OpenGL 的glDisable(GL_TEXTURE_2D)函数和glBindTexture(GL_TEXTURE_2D,0)有什么区别?
OpenGL glDisable(GL_TEXTURE_2D) vs glBindTexture(GL_TEXTURE_2D,0)
These are two fundamentally different things.
glDisable(GL_TEXTURE_2D);
glBindTexture(GL_TEXTURE_2D,0)
glDisable (GL_TEXTURE_2D)
- Disables 2D textures for the active Texture Unit in the fixed-function OpenGL pipeline.
- In programmable OpenGL (GLSL or the older ARB VP/FP assembly languages), enabling or disabling GL_TEXTURE_2D is meaningless.
glBindTexture (GL_TEXTURE_2D,0)
- Binds the "default" texture to the active Texture Image Unit.
- For all intents and purposes, there is always a texture bound to a Texture Image Unit; 0 is just a special-case with an initially incomplete set of states, thus complicating validation (see below).

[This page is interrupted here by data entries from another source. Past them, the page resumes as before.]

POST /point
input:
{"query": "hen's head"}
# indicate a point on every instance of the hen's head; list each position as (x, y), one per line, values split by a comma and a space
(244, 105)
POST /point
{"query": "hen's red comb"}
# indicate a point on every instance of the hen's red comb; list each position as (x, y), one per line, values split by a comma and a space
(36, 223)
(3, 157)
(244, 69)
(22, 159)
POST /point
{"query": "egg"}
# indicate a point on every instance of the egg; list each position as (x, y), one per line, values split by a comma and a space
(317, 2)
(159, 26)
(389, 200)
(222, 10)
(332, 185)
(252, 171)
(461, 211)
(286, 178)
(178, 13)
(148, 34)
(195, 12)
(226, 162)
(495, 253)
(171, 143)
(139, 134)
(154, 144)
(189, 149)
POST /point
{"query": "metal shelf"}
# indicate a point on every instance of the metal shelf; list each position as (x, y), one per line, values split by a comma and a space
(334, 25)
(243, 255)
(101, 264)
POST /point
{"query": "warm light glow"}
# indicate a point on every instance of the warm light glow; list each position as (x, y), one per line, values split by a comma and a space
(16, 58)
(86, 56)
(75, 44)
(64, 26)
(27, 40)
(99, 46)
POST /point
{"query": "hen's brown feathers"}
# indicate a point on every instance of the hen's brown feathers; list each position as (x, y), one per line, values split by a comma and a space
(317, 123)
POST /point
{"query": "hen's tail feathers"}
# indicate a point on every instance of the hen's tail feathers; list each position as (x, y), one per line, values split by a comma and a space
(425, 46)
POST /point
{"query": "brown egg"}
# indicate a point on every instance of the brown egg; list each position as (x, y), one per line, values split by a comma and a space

There is a little bit of validation overhead associated with binding any OpenGL resource (GLSL programs and FBOs tend to have the most complicated validation). In general, changing an object binding tends to be more expensive than changing one or two states associated with a bound object.
Therefore, unnecessarily changing the bound texture is inadvisable.
If your intention by binding 0 was simply to "disable" a texture, you would be better off setting a uniform value to communicate this intent to a shader. Uniforms are extremely cheap to set (assuming you do not do something stupid like query their location everytime you set them). Changing a uniform is orders of magnitude quicker than binding a different texture or even worse a different GLSL program.
If you are using fixed-function OpenGL: OpenGL1.0
- Disabling GL_TEXTURE_2D is a better way of approaching this problem.
- Changing bound objects should be done as little as possible.
If you are using programmable OpenGL: OpenGL2.0
- Neither of these things make much sense.
- Work your desired behavior into your shaders.